Прощай. Слушай. Если обо мне не будет известий, не отчаивайся. Значит, все благополучно. Если что случится, тебя уведомят телеграммой, как бы это ни было трудно.
К жене. 16-го мая 1915 года. Позиции на Любачувке.
...Мне не рассказать тебе в этом письме всего того, что только сейчас начинает отстаиваться у меня в уме и на сердце.
В ночь с 20-го на 21-е апреля случился неожиданный перелом в нашей жизни. О той войне, которую мы вели до 20-го апреля, я теперь думаю и вспоминаю, как о самой мирной и уютной жизни. Все то тяжелое, о чем раньше писал тебе и маме, потеряло теперь в воспоминании всякую тяжесть.

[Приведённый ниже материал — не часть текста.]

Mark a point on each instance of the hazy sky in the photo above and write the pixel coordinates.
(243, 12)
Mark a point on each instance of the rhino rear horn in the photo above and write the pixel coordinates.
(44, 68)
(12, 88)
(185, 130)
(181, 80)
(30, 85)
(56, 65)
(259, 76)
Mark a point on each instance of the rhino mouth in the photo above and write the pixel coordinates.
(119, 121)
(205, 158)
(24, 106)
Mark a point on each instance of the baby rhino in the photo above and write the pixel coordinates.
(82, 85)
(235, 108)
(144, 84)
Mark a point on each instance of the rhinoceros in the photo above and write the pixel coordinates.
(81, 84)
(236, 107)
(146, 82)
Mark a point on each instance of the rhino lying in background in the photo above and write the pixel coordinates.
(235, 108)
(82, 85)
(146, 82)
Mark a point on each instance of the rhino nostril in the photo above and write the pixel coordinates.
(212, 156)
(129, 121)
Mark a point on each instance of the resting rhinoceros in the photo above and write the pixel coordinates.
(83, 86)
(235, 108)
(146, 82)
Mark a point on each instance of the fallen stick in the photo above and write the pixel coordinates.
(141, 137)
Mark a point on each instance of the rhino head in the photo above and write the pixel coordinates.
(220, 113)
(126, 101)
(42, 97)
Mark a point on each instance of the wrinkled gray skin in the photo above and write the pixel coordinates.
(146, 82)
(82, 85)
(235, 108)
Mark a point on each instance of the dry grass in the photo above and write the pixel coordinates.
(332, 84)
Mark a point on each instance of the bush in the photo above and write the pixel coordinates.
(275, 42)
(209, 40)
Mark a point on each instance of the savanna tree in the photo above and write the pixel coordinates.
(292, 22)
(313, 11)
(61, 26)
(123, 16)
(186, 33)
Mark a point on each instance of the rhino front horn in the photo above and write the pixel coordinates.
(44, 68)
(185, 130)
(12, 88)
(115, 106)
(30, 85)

Все это было, оказывается, сплошным пикником, и войны во всем этом, как я теперь понимаю, вовсе не было.[81]
Между тем все, что пришлось испытать нашей дивизии, которая отошла в полном порядке, было сущими пустяками по сравнению с тем, что выпало на долю нашей ближайшей соседки справа, 48-й дивизии.
Недели три мы были в беспрерывных безумных боях. Пехота таяла как восковая свеча среди костров ада. В таких условиях и наша артиллерийская работа становилась невероятно тяжела. Мы занимали все время самые рискованные позиции. Все наблюдательные пункты были в самих пехотных окопах или впереди их. Все время мы имели дело с громадным количеством тяжелой и самой тяжелой артиллерии. Все время против нас были немцы (самым коренным образом отличающиеся от австрийцев). Все время бригада работала с громадным самоотвержением, и при всем этом, слава Богу, наши потери в сущности незначительны.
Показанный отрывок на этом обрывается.